I’m still bullish on this new tech stock
In November 2020, I looked at three stocks worth holding for the long haul. Nuvei (TSX:NVEI) was a newcomer at the time, having just made its TSX debut in September 2020. This is still a top tech stock worth owning.
Shares of Nuvei have climbed 43% in 2021 as of close on August 9. The tech stock is up 129% in the year-over-year period. The company is set to release its next batch of results before today’s market opens. At the time of this writing, I’m still in the dark regarding its second-quarter report. In Q1 2021, Nuvei reported revenue growth of 80% to $149 million. Meannwhile, adjusted EBITDA surged 97% to $65.5 million.
This tech stock has been a terrific hold since its recent initial public offering (IPO). The payment technology solutions market is geared up for big growth this decade and beyond. I’m looking to snatch up Nuvei for the long term.
Don’t sleep on this recent IPO that has started slowly
Dialogue Health (TSX:CARE) made its debut on the TSX this year. However, its debut has left its shareholders wanting. Dialogue operates a digital healthcare and wellness platform in Canada. Investors get a tech stock with exposure to the burgeoning healthcare space. Indeed, the telehealth market exploded during the COVID-19 pandemic and is well-positioned to post further growth for the rest of the 2020s.
Investors can expect to see Dialogue Health’s second-quarter 2021 results on August 11. Its shares have dropped over 20% since the tech stock launched on the TSX. However, the company still delivered revenue growth of 321% year over year in Q1 2021. This growth was fuelled by growth in members, including members from agreements with strategic distribution partners. It also managed to narrow its adjusted EBITDA loss.
Shares of this tech stock have climbed 8.5% week over week at the time of this writing. Investors may have missed the boat on the early gains as it dipped into technically oversold territory in late July. However, it is not too late to add Dialogue Health for the long-term growth potential it boasts.
One more tech stock to snatch up in August
Kinaxis (TSX:KXS) is a tech stock that made its first listing on the TSX back in 2014. This Ottawa-based company provides cloud-based subscription software for supply chain operations around the world. Its shares have dropped 2.5% in 2021. The tech stock is down 10% year over year.
The company unveiled its second-quarter 2021 results on August 5. It saw revenue decline 2% from the prior year to $60.0 million. Meanwhile, SaaS revenue increased 18% to $42.3 million. Adjusted EBITDA plunged 68% to $7.14 million.
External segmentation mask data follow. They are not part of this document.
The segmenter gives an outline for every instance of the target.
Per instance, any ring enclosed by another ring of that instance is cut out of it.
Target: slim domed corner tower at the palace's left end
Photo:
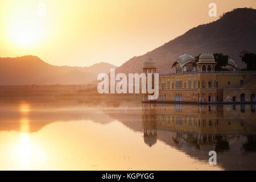
[[[158,68],[156,66],[156,62],[151,58],[148,58],[146,61],[144,61],[142,68],[143,68],[143,73],[146,74],[146,83],[147,83],[147,73],[152,73],[152,88],[154,89],[154,73],[156,73],[156,68]],[[148,101],[148,97],[147,97],[148,95],[150,94],[142,93],[142,102]]]

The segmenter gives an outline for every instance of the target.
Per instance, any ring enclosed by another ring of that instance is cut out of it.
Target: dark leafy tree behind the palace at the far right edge
[[[239,55],[247,70],[256,70],[256,53],[242,51]]]

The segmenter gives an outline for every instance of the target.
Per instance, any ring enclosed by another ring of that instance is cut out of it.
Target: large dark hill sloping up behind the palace
[[[183,53],[196,56],[204,51],[222,52],[236,61],[238,67],[245,68],[245,64],[241,63],[239,57],[243,50],[256,52],[255,9],[234,9],[215,22],[192,28],[153,51],[133,57],[118,67],[115,72],[141,73],[143,61],[148,57],[156,61],[159,73],[173,72],[171,65],[177,56]]]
Despite the disappointing quarter, Kinaxis’s leadership pointed out that it won twice the number of customers compared to the previous year. Moreover, annual recurring revenue posted 24% growth. The company’s software is experiencing strong demand in an increasingly complex global economy.
The COVID-19 pandemic highlighted the fragility of supply chains. Kinaxis’s technology provides companies the opportunity to bolster this aspect of their business.
This tech stock has increased 8.5% month over month. It’s not too late to pick up on the wave as Kinaxis looks like a strong buy for the long haul.